Après avoir concédé qu'il n'était pas «un grand fan» des sommets sociaux et préférait les rencontres entre partenaires sociaux assistés d'experts pour tenter de «tirer des diagnostics communs», comme sur l'évolution des contrats de travail - «la voie est étroite», a-t-il reconnu -, le nouveau patron des patrons a précisé sa philosophie du paritarisme qu'il veut «clarifier» : «Soit on peut négocier sans contrainte, et dans ce cas le Medef a toute sa place, soit les règles sont fixées à l'avance par l'Etat et dans ce cas, il vaut mieux le laisser faire.» Autrement dit, si le Medef ne quittera pas les organismes paritaires dans lesquels il siège, comme l'Unedic (assurance chômage), sa participation (ou pas) aux négociations dépendra de la marge de manœuvre qui sera laissée aux partenaires sociaux.
«Marges»
Parmi les autres sujets balayés, GRB a indiqué vouloir «monter des coopérations avec les patronats européens» afin de faire converger les positions en agissant par «cercles concentriques» avec le patronat italien ou encore allemand. Il doit d'ailleurs rencontrer dès jeudi des représentants de la Confindustria italienne.
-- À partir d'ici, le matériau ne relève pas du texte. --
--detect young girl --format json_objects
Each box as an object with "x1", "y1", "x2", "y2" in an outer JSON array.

Avant d'aller célébrer sa victoire dans les salons de la Mutualité avec ses soutiens, GRB, qui ne savait pas, il y a quelques jours donner le montant exact du smic - il l'avait estimé sur RTL à «1 280 euros net, quelque chose comme ça», soit 110 euros de plus que son montant actuel - a prévenu qu'il ne serait pas possible de le revaloriser de 20 % comme la présidente de la région Ile-de-France, Valérie Pécresse, l'a récemment suggéré. «Je sais que c'est très compliqué de vivre avec un tel revenu, surtout à Paris et dans les grandes villes, a-t-il dit, mais les entreprises ne pourraient pas le supporter, elles viennent tout juste de commencer à reconstituer leurs marges.» GRB n'aura pas mis longtemps à se fondre dans ses nouveaux habits de premier patron de France.